Removal techniques for deep sub-dermal, sub-fascial & intramuscular
Implanon contraceptive implants: Experience of a Fertility Control Unit
B.A. Gbolade, M.J. Weston
Fertility Control Unit & Radiology Dept., St. James’s University
Hospital, Leeds, UK
Introduction: Implanon was launched in the United Kingdom in September
1999. Since then, thousands of women have used the implants, providing the women,
their carers, and the manufacturers a wealth of post-marketing experience of the
use of the contraceptive. It is difficult to know the exact number of women who
have used and are continuing to use Implanon, which has led to a call for a
monitoring scheme. Ease of use appears to be the most common reason for choosing
Implanon and one of the best-liked features while bleeding irregularities appear
to be the most commonly reported side-effect, followed by weight gain, moods and
headaches. The UK is the only country where theoretical training is followed by
live training, a significant factor in reducing complication rates. However,
cases of poor insertions still occur, leading to very difficult removals of
deeply inserted implants. Guidelines have been published for locating such
implants but guidelines about removal procedures and techniques are very
difficult to come by and are dependent on operator experience and available
facilities.
Aims and Methods: To report on our experience of and describe our
techniques of accurately locating and removing deeply removing deeply placed
Implanon contraceptive implants over a period of 4 years. To also identify
factors that may identify deeply placed implants that are likely to be
successfully removed under local anaesthesia and those more likely to require
removal under general anaesthesia.
Results: To-date, we have attempted removal of 15 deeply placed
Implanon contraceptive implants, all referred from outside our unit. Some were
placed deep into the fat layer; some just below the muscle fascia while others
were placed in the biceps muscle. The location of the implants ranged fro 3 to
6mm below the skin surface. Previous attempts at removal ranged from 0 to 3. One
patient had attempted self-removal using a screwdriver and a pair of scissors.
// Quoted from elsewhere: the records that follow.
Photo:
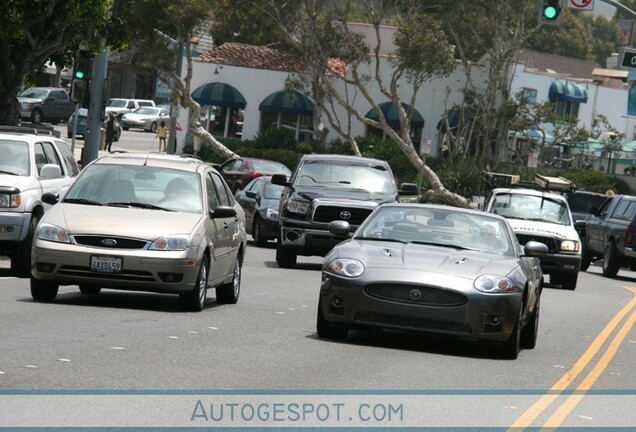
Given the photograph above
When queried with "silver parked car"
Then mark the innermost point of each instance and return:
(142, 222)
(146, 118)
(433, 269)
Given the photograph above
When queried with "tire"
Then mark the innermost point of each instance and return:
(257, 233)
(36, 116)
(285, 258)
(21, 259)
(611, 264)
(194, 300)
(326, 329)
(43, 291)
(586, 258)
(229, 293)
(90, 289)
(531, 329)
(568, 281)
(510, 349)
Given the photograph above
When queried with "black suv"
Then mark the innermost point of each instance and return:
(324, 188)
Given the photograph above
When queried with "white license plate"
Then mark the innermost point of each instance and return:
(105, 264)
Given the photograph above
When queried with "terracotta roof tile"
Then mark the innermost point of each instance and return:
(270, 57)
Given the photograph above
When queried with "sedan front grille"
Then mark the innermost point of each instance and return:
(126, 275)
(353, 215)
(552, 243)
(415, 294)
(413, 322)
(111, 242)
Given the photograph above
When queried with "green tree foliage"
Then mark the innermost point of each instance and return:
(32, 32)
(241, 21)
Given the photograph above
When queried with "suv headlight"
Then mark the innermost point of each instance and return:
(170, 243)
(10, 200)
(271, 213)
(52, 233)
(570, 245)
(297, 206)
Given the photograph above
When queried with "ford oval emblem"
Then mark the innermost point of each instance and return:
(415, 294)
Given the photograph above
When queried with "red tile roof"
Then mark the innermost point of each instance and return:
(270, 57)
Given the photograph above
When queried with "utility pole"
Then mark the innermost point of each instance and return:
(95, 108)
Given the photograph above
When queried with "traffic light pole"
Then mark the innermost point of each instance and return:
(95, 108)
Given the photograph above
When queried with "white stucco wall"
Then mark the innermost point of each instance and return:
(255, 85)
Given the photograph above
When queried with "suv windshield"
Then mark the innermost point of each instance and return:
(346, 176)
(530, 207)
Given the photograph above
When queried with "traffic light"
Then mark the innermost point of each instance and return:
(550, 11)
(80, 85)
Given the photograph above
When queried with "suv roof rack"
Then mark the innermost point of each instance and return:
(33, 129)
(491, 180)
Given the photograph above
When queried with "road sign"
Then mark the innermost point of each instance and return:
(581, 4)
(628, 58)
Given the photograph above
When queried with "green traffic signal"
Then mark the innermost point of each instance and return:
(550, 12)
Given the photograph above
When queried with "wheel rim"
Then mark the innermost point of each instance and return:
(203, 277)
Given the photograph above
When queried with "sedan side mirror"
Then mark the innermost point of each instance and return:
(223, 212)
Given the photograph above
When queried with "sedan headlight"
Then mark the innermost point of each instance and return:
(10, 200)
(170, 243)
(570, 245)
(52, 233)
(345, 267)
(490, 284)
(271, 214)
(296, 206)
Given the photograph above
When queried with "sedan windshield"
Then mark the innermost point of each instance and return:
(145, 187)
(441, 227)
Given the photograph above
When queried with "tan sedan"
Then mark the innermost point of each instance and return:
(142, 222)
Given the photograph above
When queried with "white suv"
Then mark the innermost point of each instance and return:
(120, 106)
(33, 162)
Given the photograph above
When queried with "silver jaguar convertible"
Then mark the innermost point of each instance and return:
(433, 269)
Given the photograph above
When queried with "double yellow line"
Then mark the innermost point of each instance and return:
(556, 419)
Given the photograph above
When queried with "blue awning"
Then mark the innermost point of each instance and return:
(567, 91)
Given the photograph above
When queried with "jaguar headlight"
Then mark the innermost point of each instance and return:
(52, 233)
(570, 246)
(345, 267)
(297, 206)
(170, 243)
(490, 284)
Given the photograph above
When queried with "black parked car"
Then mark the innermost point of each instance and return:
(260, 200)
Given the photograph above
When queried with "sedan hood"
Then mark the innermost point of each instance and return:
(120, 221)
(462, 263)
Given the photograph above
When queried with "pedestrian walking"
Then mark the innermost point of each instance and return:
(162, 134)
(110, 132)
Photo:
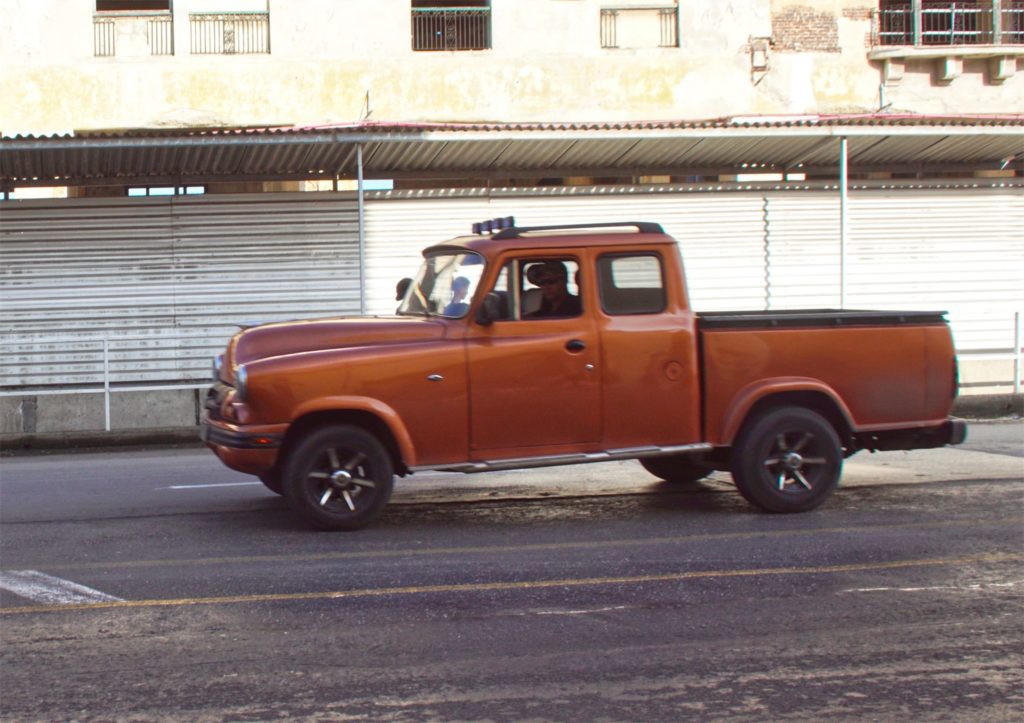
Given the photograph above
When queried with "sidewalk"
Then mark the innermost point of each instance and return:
(978, 407)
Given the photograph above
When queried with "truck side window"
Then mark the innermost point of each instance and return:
(631, 284)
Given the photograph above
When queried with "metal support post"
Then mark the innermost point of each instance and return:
(843, 221)
(361, 230)
(107, 384)
(1017, 352)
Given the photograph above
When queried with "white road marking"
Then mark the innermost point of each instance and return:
(205, 486)
(38, 587)
(974, 587)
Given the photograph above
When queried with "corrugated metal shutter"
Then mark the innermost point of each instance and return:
(165, 281)
(961, 251)
(803, 250)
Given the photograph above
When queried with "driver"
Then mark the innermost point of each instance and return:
(556, 301)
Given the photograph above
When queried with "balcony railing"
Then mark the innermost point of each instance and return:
(138, 35)
(229, 33)
(639, 27)
(948, 25)
(451, 28)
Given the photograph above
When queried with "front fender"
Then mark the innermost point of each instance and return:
(749, 396)
(367, 405)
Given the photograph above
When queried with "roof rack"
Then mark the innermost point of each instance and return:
(641, 226)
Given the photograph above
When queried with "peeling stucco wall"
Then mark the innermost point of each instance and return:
(546, 64)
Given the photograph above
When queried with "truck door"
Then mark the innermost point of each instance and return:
(650, 376)
(534, 381)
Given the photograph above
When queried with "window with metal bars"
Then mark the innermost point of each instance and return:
(451, 25)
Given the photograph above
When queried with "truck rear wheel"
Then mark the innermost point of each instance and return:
(678, 469)
(787, 460)
(339, 477)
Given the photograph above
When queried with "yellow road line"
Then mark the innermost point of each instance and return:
(505, 549)
(523, 585)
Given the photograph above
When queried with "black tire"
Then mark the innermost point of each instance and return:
(787, 460)
(678, 469)
(271, 480)
(339, 477)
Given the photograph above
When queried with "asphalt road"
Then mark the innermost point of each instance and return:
(157, 585)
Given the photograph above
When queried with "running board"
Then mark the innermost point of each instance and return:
(558, 460)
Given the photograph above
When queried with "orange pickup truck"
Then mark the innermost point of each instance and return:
(523, 347)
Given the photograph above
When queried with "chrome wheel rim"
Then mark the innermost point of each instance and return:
(796, 462)
(341, 480)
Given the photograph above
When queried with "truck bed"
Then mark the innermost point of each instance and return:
(813, 317)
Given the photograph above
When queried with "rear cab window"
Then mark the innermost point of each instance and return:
(631, 284)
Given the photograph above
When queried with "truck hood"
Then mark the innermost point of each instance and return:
(315, 335)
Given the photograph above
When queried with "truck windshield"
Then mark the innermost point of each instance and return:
(443, 286)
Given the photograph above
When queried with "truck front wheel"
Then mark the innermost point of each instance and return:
(787, 460)
(339, 477)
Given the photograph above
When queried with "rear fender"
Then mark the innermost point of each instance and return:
(786, 390)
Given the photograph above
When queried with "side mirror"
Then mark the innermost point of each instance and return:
(489, 309)
(400, 287)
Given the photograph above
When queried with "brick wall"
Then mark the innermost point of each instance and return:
(804, 30)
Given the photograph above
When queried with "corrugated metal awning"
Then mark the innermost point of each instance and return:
(810, 143)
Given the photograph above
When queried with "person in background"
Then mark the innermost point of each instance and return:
(458, 306)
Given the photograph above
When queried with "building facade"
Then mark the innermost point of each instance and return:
(95, 65)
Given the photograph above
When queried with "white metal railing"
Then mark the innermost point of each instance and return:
(101, 373)
(229, 33)
(949, 24)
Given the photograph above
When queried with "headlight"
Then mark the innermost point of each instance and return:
(241, 381)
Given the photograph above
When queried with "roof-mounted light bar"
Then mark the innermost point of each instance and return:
(641, 226)
(495, 224)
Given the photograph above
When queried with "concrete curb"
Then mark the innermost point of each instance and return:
(979, 407)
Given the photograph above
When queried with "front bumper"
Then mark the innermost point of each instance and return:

Implants that were located above the muscle fascia were more likely to be
removed successfully under ultrasound guidance that those located below the
muscle fascia. Thos located intramuscularly were more likely to require general
anaesthesia and intraoperative ultrasound guidance. We illustrate our techniques
of removing these Implants.
Conclusions: Despite concerted efforts to ensure accurate insertion of
Implanon contraceptive implants, cases of deeply placed implants still occur. On
occasions, removals of these implants require general anaesthetic. We have
identified factors that may predict such cases and descried techniques for
removal of such implants. Patients with deep implants should be referred to
centres with experience of dealing successfully with such cases.